Они не возражали. Три воина. Последние свободные даки на порабощенной римлянами земле упали на колени перед своим погибающим царем и поцеловали землю. Децебал прощально коснулся их голов и, не оглядываясь, начал подниматься к пещере. Совсем рядом слышался треск сучьев под коваными каллигами легионеров. Под сводами каменной залы Дадесид остановился. Бесполезные теперь уже стрелы торчали из берестяных колчанов. Козьи и оленьи шкуры на полу. Десяток копий и секир. Невелика добыча для солдат. Он отбросил иззубренный в схватке на тропе меч и вытащил из-под изголовья отточенную, как бритва, фалькату с драгоценными камнями на рукоятке. Рывком сорвал войлок входного порога. Родные горы расстилались перед ним. Его Дакия. Сладостная горечь заполнила душу. Он не смог уберечь царство. Значит, кому-то предстоит начинать сначала. Боги известили его о своем желании даровать ему бессмертие. Устами Диурпанея. Человек не должен задерживаться по эту сторону, когда его близкие ждут на полях царства Замолксиса. Осталась самая малость.
Децебал перевернул фалькату – родной дакийский меч – и уставил острие под левое подреберье. «Только об одном скорблю, – обратился царь к владыке Подземного царства, – что род Дадесидов пресекается на мне». Мог ли он знать, что не пройдет и пяти месяцев и в далеком паннонском пате родится мальчик, в котором размеренная римская кровь смешается с его пылкой кровью.
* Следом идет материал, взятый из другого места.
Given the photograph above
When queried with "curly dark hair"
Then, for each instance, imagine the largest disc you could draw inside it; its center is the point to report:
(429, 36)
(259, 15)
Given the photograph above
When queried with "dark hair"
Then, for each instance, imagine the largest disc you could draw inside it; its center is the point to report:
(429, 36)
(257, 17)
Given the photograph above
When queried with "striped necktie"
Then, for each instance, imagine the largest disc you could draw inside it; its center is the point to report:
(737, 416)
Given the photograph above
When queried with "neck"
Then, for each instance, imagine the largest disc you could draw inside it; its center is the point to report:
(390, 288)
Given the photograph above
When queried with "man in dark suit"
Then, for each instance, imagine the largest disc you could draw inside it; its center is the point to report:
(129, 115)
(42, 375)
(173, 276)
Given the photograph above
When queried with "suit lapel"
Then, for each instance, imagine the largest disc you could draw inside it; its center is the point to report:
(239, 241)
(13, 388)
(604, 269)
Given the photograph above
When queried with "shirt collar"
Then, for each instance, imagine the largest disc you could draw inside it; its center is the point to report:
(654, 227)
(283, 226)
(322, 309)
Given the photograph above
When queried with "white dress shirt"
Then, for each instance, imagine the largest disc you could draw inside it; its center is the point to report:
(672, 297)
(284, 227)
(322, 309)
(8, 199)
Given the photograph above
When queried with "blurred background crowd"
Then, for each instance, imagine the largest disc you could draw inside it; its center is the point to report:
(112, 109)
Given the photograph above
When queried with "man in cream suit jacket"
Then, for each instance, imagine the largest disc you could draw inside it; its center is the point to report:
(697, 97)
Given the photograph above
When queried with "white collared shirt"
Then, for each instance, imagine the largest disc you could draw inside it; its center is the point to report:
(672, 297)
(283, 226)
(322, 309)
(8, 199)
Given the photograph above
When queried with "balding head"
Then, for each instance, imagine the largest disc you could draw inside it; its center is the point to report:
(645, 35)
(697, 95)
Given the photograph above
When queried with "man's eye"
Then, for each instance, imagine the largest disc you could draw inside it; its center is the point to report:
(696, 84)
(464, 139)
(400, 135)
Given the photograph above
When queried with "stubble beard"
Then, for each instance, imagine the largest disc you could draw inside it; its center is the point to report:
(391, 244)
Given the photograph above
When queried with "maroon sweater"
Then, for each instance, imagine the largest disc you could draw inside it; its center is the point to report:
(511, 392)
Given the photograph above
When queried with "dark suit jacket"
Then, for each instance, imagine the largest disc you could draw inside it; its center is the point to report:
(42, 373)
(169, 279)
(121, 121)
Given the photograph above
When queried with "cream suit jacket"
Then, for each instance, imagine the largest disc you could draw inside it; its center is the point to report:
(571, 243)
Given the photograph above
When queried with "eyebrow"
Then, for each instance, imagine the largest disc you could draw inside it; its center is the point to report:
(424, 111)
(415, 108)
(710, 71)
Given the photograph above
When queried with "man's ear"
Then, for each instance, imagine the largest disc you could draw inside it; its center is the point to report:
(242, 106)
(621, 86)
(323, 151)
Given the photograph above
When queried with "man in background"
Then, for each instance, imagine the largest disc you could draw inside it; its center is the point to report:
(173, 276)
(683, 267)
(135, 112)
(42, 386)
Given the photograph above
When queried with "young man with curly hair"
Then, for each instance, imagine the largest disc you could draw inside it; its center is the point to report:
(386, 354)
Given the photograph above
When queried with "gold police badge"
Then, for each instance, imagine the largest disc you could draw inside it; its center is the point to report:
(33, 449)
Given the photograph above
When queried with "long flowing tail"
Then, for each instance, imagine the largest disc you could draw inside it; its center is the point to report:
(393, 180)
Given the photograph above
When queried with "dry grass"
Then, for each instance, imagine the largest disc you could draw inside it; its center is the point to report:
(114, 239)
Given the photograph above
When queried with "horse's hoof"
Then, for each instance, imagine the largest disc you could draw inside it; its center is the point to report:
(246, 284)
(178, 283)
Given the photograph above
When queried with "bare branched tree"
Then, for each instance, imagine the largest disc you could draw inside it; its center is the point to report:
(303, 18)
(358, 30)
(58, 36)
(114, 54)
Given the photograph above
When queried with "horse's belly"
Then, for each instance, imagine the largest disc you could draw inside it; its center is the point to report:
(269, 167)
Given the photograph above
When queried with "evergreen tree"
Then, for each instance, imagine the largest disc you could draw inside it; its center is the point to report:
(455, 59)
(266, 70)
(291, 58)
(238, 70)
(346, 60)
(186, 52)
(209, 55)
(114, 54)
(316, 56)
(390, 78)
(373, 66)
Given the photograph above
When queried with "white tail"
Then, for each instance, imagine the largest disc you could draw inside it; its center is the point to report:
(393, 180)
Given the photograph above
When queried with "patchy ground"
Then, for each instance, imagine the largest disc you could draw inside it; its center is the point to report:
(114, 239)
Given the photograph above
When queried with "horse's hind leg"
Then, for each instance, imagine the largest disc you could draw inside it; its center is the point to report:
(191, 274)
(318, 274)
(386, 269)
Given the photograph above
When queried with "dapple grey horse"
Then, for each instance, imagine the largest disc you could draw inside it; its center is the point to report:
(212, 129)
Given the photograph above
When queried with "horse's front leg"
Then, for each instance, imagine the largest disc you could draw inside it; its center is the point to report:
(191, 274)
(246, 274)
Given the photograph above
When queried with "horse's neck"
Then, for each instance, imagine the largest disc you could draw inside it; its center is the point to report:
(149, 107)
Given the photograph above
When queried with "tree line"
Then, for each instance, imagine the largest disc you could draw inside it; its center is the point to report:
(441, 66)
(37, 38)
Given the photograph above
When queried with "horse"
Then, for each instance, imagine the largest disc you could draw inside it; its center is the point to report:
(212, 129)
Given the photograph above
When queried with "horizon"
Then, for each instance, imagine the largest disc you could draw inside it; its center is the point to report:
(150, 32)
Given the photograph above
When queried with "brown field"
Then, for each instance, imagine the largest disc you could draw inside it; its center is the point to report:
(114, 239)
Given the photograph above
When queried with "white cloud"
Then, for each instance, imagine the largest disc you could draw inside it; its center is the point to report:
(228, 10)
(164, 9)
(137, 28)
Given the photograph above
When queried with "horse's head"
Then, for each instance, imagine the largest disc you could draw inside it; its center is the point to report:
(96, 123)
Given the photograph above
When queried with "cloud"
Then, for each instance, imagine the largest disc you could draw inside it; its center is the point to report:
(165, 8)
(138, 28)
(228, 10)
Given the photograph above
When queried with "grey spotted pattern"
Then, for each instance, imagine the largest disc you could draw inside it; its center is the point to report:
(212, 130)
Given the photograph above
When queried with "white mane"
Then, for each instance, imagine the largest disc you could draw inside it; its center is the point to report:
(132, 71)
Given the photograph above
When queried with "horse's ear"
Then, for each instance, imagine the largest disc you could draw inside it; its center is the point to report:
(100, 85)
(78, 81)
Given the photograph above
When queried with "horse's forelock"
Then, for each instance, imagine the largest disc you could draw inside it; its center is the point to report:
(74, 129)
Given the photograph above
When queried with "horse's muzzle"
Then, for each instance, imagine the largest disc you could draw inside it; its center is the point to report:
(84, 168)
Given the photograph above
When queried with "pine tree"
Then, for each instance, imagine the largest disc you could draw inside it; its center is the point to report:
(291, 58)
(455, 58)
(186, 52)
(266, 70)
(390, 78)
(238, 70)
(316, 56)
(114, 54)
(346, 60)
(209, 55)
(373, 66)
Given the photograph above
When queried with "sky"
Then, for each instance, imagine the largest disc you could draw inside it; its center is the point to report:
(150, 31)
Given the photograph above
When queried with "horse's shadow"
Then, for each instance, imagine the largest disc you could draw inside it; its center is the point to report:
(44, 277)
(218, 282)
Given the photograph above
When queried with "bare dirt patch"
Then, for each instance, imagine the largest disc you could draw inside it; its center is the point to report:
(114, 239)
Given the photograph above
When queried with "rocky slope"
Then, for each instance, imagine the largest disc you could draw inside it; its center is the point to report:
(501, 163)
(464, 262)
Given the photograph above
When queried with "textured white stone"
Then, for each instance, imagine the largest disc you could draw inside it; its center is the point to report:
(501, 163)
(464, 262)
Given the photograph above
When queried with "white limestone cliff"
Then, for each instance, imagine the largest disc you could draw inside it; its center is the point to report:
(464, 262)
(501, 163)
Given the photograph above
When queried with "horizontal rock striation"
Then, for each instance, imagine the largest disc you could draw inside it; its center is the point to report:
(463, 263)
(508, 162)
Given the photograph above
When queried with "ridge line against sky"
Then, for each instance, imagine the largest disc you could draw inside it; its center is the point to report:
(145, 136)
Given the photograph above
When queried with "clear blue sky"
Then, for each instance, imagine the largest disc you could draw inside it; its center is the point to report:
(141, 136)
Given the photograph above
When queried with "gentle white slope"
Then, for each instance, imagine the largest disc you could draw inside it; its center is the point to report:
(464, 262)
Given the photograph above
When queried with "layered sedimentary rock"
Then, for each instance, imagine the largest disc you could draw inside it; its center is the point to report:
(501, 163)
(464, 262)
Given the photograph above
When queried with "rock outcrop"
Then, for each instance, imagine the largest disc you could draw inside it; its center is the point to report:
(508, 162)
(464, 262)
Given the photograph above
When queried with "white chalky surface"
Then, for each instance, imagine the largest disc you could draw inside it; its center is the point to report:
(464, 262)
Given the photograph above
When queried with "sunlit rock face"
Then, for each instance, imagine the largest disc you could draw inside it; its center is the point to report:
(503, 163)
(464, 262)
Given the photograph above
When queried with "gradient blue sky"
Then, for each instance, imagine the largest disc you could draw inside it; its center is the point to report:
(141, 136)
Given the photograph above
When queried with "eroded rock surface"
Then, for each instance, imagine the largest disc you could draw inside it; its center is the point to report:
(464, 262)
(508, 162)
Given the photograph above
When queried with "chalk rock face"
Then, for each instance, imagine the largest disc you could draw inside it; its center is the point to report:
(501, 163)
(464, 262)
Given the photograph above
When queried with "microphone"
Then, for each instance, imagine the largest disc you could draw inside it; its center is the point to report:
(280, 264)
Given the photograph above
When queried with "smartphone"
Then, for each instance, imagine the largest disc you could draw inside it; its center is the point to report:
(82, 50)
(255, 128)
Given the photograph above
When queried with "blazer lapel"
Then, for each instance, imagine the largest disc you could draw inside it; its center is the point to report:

И дочь его Тисса, одевая по утрам сына, будет повторять: «Боги! Как ты похож на своего деда». И огненный взор потомков Дадеса навеки останется на лицах грядущих поколений. Бряцанье копий и звон щитовой меди римских латников становился все отчетливее. Децебал поднял взгляд к небу, к обжигающему лику Богини Солнца. И когда слепящий свет лучезарного светила заполнил все его существо, он ощутил краткую легкость падения. Жуткая боль на миг всколыхнула сознание. И... все исчезло.
Он был в знакомой комнате с низенькими потолками, и далекий милый голос напевал бесхитростную песню:
Богиня Утренней зари вставала,
Децебала-птенчика миловала.
Будет день над землей светлым.
Подрастет Децебал смелым...
9
Зал был полон. Легаты, префекты лагерей, трибуны, препозиты отдельных когорт, командиры вексиллатионов, просто центурионы теснились вдоль деревянной колоннады главного приемного покоя в бывшем дворце дакийского царя. Преторианцы в позолоченных доспехах стояли возле стен по всему периметру помещения. Император ничем не отличался от своих солдат. Высокого роста, атлетически сложенный военачальник в пластинчатом панцире с серебряными накладками. На правом боку, рукоятью под самой грудью, массивный испанский меч – полуспафа. Только шнурованные сапоги до колен из красной сафьяновой кожи блистали расшивкой драгоценных камней. Коротко подрезанные волосы надо лбом чуть подвиты искусным парикмахером.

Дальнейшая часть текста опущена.